Pour éviter la surcharge et l’épuisement des infirmières, la nouvelle ministre de la Santé, Danielle McCann, compte augmenter le nombre de postes à temps plein, mettre fin aux heures de travail supplémentaires obligatoires, prévoir des ratios infirmières-patients plus humains et plus sécuritaires.

Soigner aussi les «soignants»

ÉDITORIAL / Les employés du réseau de la santé, ceux qui normalement devraient nous soigner, sont mal en point. Le ratio d’heures en assurance salaire (le RHAS dans le jargon du ministère) a augmenté en 2017-2018 de 18 % par rapport à 2015-2016. La facture pour l’année : 555 millions $. La nouvelle ministre de la Santé, Danielle McCann, se dit «extrêmement préoccupée». Avec raison.

Comment en effet espérer améliorer l’accès, la qualité et la continuité des services sociaux et de santé offerts aux patients du Québec, si le personnel du réseau de la santé est malade, en détresse, et que le nombre d’absences au travail augmente sans cesse?

Contrairement à son prédécesseur, Mme McCann semble comprendre que mieux traiter les «soignants» et préserver leur santé physique et mentale peut contribuer à rehausser les services à la population, augmenter la productivité, réduire les accidents de travail et les risques d’erreurs.

Participant au récent congrès de l’Ordre des infirmières et infirmiers du Québec, la ministre a affirmé que son gouvernement voulait soutenir le personnel, entre autres les infirmières. À ces dernières, elle dit vouloir redonner une qualité de vie. 

Son message a dû être de la musique aux oreilles de plusieurs employés du réseau de la santé. Plusieurs doivent également souhaiter que les bonnes intentions de la ministre ne se limitent pas au personnel infirmier. 

Les infirmières n’ont pas le monopole de la détresse et des absences pour maladie. Les conditions de travail, l’organisation du travail et les réformes dans le réseau affectent aussi la santé de préposés aux bénéficiaires, de médecins, d’inhalothérapeutes, de gestionnaires et autres employés. 

Au printemps 2017, Le Soleil faisait état que les congés de maladie étaient en constante augmentation depuis trois ans, et ce, dans toutes les catégories d’emploi, y compris chez les cadres. En 2016-2017, le premier motif pour réclamer un congé était un diagnostic de maladie mentale.

En décembre, les médias rapportaient de plus que la détresse était aussi en hausse chez les médecins. Le Programme d’aide aux médecins avait enregistré une augmentation de 40 % de nouveaux cas.
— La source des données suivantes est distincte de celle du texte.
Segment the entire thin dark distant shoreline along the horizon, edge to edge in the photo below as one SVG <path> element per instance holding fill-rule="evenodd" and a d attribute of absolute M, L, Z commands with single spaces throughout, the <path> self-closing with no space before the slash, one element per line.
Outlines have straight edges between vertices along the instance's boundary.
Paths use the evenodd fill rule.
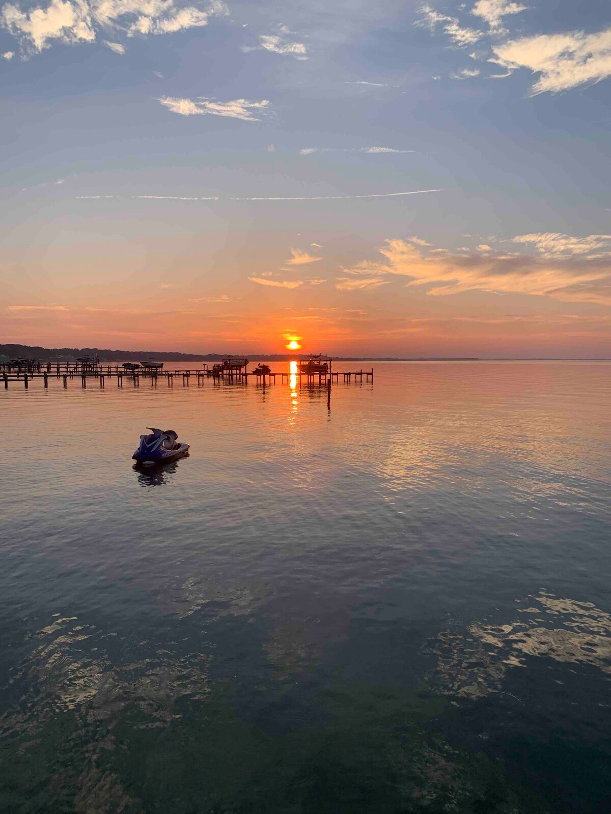
<path fill-rule="evenodd" d="M 109 348 L 42 348 L 37 345 L 0 344 L 0 357 L 28 357 L 44 361 L 76 361 L 77 357 L 98 356 L 103 362 L 116 361 L 221 361 L 227 353 L 181 353 L 171 351 L 122 351 Z M 234 353 L 251 361 L 291 361 L 303 353 Z M 333 361 L 611 361 L 609 357 L 332 357 Z"/>

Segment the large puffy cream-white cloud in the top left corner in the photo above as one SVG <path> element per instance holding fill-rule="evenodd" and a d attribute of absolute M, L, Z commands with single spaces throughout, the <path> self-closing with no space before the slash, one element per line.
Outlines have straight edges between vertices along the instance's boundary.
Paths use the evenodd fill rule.
<path fill-rule="evenodd" d="M 113 29 L 126 31 L 129 37 L 172 33 L 207 25 L 211 16 L 227 13 L 225 4 L 219 0 L 213 0 L 204 11 L 192 6 L 177 7 L 174 0 L 51 0 L 46 6 L 27 11 L 8 2 L 0 11 L 0 24 L 29 53 L 42 51 L 52 41 L 94 42 L 98 28 L 106 33 Z M 134 18 L 133 22 L 129 18 Z M 108 41 L 104 44 L 116 46 L 108 45 Z"/>

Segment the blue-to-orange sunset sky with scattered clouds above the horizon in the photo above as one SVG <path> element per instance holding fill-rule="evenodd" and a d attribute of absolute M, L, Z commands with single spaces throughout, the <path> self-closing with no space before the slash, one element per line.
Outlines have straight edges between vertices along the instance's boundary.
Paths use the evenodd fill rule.
<path fill-rule="evenodd" d="M 0 82 L 2 343 L 611 357 L 608 2 L 11 0 Z"/>

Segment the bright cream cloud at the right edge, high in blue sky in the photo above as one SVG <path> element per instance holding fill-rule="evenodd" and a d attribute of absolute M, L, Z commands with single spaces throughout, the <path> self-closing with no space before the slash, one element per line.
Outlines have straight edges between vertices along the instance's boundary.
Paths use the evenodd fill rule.
<path fill-rule="evenodd" d="M 540 74 L 530 88 L 535 96 L 547 91 L 558 93 L 587 82 L 599 82 L 611 76 L 611 28 L 586 34 L 539 34 L 521 37 L 492 47 L 495 59 L 512 72 L 528 68 Z"/>

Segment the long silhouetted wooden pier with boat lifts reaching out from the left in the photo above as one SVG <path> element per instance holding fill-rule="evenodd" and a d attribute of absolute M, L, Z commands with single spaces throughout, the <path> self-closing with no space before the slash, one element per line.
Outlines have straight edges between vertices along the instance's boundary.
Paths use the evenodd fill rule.
<path fill-rule="evenodd" d="M 319 357 L 317 357 L 319 358 Z M 45 388 L 49 387 L 49 381 L 61 380 L 63 387 L 68 387 L 68 382 L 80 381 L 81 387 L 86 388 L 87 383 L 99 384 L 99 387 L 106 387 L 106 383 L 116 379 L 116 386 L 123 387 L 124 380 L 129 381 L 134 387 L 140 387 L 141 382 L 150 382 L 151 387 L 156 387 L 159 380 L 165 382 L 168 387 L 174 387 L 174 379 L 178 382 L 182 379 L 182 386 L 189 387 L 191 379 L 197 385 L 204 384 L 206 379 L 213 379 L 216 383 L 241 383 L 248 384 L 248 377 L 254 377 L 257 384 L 266 387 L 267 384 L 298 383 L 301 387 L 304 383 L 312 387 L 330 387 L 332 382 L 339 383 L 340 380 L 346 383 L 355 382 L 373 383 L 373 368 L 371 370 L 332 370 L 332 360 L 327 357 L 326 370 L 312 370 L 311 367 L 300 368 L 297 364 L 297 372 L 274 372 L 269 365 L 260 363 L 248 373 L 248 359 L 245 357 L 225 357 L 221 363 L 209 367 L 201 365 L 196 369 L 189 370 L 164 370 L 162 365 L 109 365 L 95 361 L 91 364 L 87 360 L 77 362 L 55 362 L 55 361 L 35 361 L 35 360 L 11 360 L 0 364 L 0 381 L 8 388 L 9 382 L 23 383 L 24 389 L 29 389 L 29 383 L 35 379 L 41 380 Z M 323 362 L 324 364 L 324 362 Z"/>

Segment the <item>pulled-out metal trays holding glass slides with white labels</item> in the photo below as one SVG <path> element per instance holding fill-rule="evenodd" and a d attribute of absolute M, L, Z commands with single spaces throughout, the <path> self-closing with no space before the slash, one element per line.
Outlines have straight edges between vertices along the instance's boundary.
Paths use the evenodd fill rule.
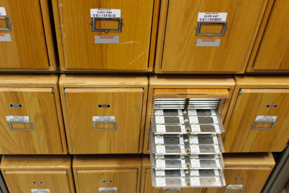
<path fill-rule="evenodd" d="M 182 108 L 182 107 L 180 107 Z M 216 109 L 154 109 L 152 186 L 222 187 L 224 127 Z"/>

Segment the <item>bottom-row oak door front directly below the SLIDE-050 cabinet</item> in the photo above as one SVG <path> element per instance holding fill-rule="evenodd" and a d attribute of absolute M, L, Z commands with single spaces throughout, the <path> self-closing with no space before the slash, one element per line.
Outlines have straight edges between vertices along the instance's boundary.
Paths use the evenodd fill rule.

Les données pour la dernière année ne sont pas encore disponibles.

Le ministre Gaétan Barrette avait tenté l’an dernier de dédramatiser la situation. Il avait vu dans les appels à l’aide des médecins le signe qu’un tabou était brisé, que les médecins osaient enfin exprimer leur détresse psychologique. 

Peut-être est-ce le cas. Toutefois, il est difficile d’exclure que les pressions exercées sur le système depuis 2014 puissent expliquer une partie du phénomène. La résistance aux changements ne peut non plus tout expliquer.

Pour éviter la surcharge et l’épuisement des infirmières, Mme McCann compte pour sa part augmenter le nombre de postes à temps plein, mettre fin aux heures de travail supplémentaires obligatoires, prévoir des ratios infirmières-patients plus humains et plus sécuritaires.

Reste à voir ce qu’elle proposera et concrétisera pour les autres catégories d’emploi.

Certains centres intégrés de santé et de services sociaux peuvent l’inspirer puisqu’ils atteignent déjà le ratio cible de RHAS fixé à 5,90 pour 2018-2019. Ce ratio est pour 2017-2018 à 7,42, précise le ministère de la Santé. 

Des solutions existent. Il faut pouvoir les transposer et les adapter à chacun des établissements.

Si la volonté de la ministre de réduire le nombre de congés de maladie se maintient, Québec devrait pouvoir réduire sa facture d’assurance. Les fonds pourront être utilisés à d’autres fins dans un système de santé déjà fortement sollicité.